The hospital's Quality Assurance system, QA for short, reviewed all internal mishaps and mistakes, from medical errors to people slipping and falling. Everything that happened under its auspices was undiscoverable by the courts – its privacy was protected, including, especially, from lawyers. All personnel, from the chief of staff on down through janitorial, were under a strict injunction of confidentiality. Bribery and ratting did happen, but not often. This maintained rigorous honesty without vulnerability; it was the hospital's method of self-policing and self-educating. Like all systems, it had its flaws, but in Monks's experience, it worked remarkably well.
Eden Hale's Death Review was going through the QA system's standard channels. It was clearly the Emergency Room's case, and up to the ER committee's chair, Speidel, to assign another, nontreating ER physician – not Monks – to review it. The Medical Records department would provide all pertinent information. That physician would then fill out a form, answering three questions: Given the circumstances, was the outcome predictable? Was the treatment within the standard of care? Does this case need review by the full QA committee?
Monks wanted to know what his peers thought – what they would have done in his place; whether he was justified or damned.
"I'd like you to expedite the review, Dick," Monks said. "If it does go to committee, to do it this month instead of next."
Speidel frowned. "That's next Monday, Carroll."
"I know it's a lot to ask."
"Are you kidding? Most guys would put it off indefinitely and hope it went away. I just meant I'm not sure if I have time. I haven't even assigned it yet."
"If I screwed up, I want to know it," Monks said. "The hospital ought to know it, too. There are rumblings about litigation."
Speidel gazed off at the ocean. Monks knew that as liaison and QA chair, he would be acutely concerned about any situation that might reflect badly on the ER.
"All right," Speidel said. "If you don't have any objections, I'll do the initial review myself."

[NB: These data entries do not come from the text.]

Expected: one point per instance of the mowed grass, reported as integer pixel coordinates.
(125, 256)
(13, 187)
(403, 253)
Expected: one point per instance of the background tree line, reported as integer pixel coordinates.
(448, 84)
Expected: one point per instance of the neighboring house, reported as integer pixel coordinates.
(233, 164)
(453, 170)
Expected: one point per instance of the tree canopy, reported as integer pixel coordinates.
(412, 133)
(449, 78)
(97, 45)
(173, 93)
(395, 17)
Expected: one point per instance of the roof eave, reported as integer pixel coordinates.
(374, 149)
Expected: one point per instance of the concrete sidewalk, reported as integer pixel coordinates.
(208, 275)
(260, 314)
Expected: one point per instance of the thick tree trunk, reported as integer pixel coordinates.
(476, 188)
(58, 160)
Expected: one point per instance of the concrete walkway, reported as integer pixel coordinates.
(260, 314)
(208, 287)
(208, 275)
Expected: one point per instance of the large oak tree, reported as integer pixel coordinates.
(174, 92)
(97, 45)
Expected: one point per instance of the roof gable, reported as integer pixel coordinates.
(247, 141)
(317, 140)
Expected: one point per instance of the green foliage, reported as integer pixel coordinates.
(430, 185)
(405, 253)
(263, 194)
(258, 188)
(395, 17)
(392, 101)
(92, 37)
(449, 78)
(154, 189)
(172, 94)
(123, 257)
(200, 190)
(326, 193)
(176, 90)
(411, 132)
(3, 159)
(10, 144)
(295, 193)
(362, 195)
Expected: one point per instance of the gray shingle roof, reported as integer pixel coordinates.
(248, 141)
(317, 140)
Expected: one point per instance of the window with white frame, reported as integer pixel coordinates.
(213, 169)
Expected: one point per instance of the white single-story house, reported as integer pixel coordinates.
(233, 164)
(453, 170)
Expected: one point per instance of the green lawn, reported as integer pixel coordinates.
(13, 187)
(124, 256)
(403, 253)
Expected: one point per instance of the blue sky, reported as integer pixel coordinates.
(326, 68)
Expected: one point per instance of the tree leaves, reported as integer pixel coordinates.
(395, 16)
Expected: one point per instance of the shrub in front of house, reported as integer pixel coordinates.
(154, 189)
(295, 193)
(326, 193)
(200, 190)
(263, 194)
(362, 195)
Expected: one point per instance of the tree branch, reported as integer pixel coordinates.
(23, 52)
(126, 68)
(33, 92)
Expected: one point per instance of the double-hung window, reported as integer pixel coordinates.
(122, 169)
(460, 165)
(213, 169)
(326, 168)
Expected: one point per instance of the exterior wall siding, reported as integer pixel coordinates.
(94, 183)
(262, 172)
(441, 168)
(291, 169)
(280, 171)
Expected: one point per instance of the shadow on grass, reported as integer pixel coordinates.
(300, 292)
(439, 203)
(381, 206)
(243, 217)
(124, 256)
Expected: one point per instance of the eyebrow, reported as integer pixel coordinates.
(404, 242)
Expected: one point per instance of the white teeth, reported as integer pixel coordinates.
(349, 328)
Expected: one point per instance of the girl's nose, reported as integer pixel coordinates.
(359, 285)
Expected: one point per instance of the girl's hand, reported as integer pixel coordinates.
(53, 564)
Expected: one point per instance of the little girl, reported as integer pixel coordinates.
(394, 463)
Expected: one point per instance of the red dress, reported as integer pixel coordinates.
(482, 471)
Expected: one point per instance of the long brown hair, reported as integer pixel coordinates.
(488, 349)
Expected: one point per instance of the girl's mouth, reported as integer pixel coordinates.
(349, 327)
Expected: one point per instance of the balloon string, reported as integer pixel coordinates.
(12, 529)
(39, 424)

"That's more than fine with me."
"I'll let you know tomorrow morning."
Speidel went back inside. Monks stayed there for a minute, deciding what to do next. A distant fog bank was forming on the horizon, like a mirage. It offered a teasing promise of cooler air. That would be a blessing.
Ray Dreyer's phone number wasn't listed. But he had logged in at the ER desk yesterday. Monks coaxed the charge nurse into looking up his address and phone.
It was almost nine a.m. now, but he was reasonably sure that Dreyer was not an eight-to-fiver. If anything, the call might wake him up.
After four rings, a digital voice answered. "The person you are calling is not available right now-" It seemed that Dreyer wanted to stay anonymous.
Monks waited for the beep, then said, "Mr. Dreyer, this is Dr. Monks. I attended Eden Hale-"
The phone clicked, and a male voice said, "Yeah, I remember."
So Dreyer was screening calls, too. His tone made it clear that he was not feeling any friendlier. Monks decided to forget about social graces and get right to it.
"It turns out that Eden had salmonella in her bloodstream. Food poisoning. Any ideas how she might have gotten that?"
"Hey, I don't know what she ate," Dreyer said. "She had stuff in the refrigerator."